KeyLawson
KeyLawson

Reputation: 1

When is a class static variable statement executed?

I'm building a GUI program in Java that uses the BorderLayout. And specifically, it uses only the CENTER, PAGE_END, and LINE_END areas. I have a class for each area, and often they need to share info. My main class and PAGE_END class start out like this:

public class JSudokuSolver extends JFrame {
    protected static Dimension      sBoardDim = new Dimension(500, 500); 
    protected static Dimension     lineEndDim = new Dimension(200, 500); 
    protected static Dimension     pageEndDim = new Dimension(650, 120); 
    ...

public class PAGE_END_objs {
    static Dimension      pageEndDim = JSudokuSolver.pageEndDim;
    ...

Sometimes this works fine; sometimes it doesn't. When it doesn't, I get a null pointer (in this example) when trying to use 'pageEndDim' in the PAGE_END_objs code. Then in Eclipse Neon debug mode, if I hover over 'JSudokuSolver.pageEndDim', I do see the Dimension data. But, if I hover over 'pageEndDim =', I see 'null'.

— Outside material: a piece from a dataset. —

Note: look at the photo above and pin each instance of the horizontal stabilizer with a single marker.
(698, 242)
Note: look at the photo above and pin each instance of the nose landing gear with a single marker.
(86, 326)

To me, that looks like the static assignment hasn't happened yet. Yes/no? If yes, when does it happen, and what triggers it? If no, do you have helpful info, I hope? TIA!

Upvotes: 0

Views: 72

Answers (2)

vijayraj34
vijayraj34

Reputation: 2415

Static fields are initialized when the class is loaded by the class loader. Default values are assigned at this time. These variables will be initialized first, before the initialization of any instance variables.

Upvotes: 0

T.J. Crowder
T.J. Crowder

Reputation: 1074208

The static variables for a class will be completely initialized before any code using the class can access them*, in a conforming Java runtime environment.

If you're getting an NPE accessing pageEndDim, something somewhere is assigning null to pageEndDim after the class is loaded. You might consider making those variables final.


* It gets a bit complicated if initializers rely on one another or you have static initializer blocks doing the init, but that's not the case here.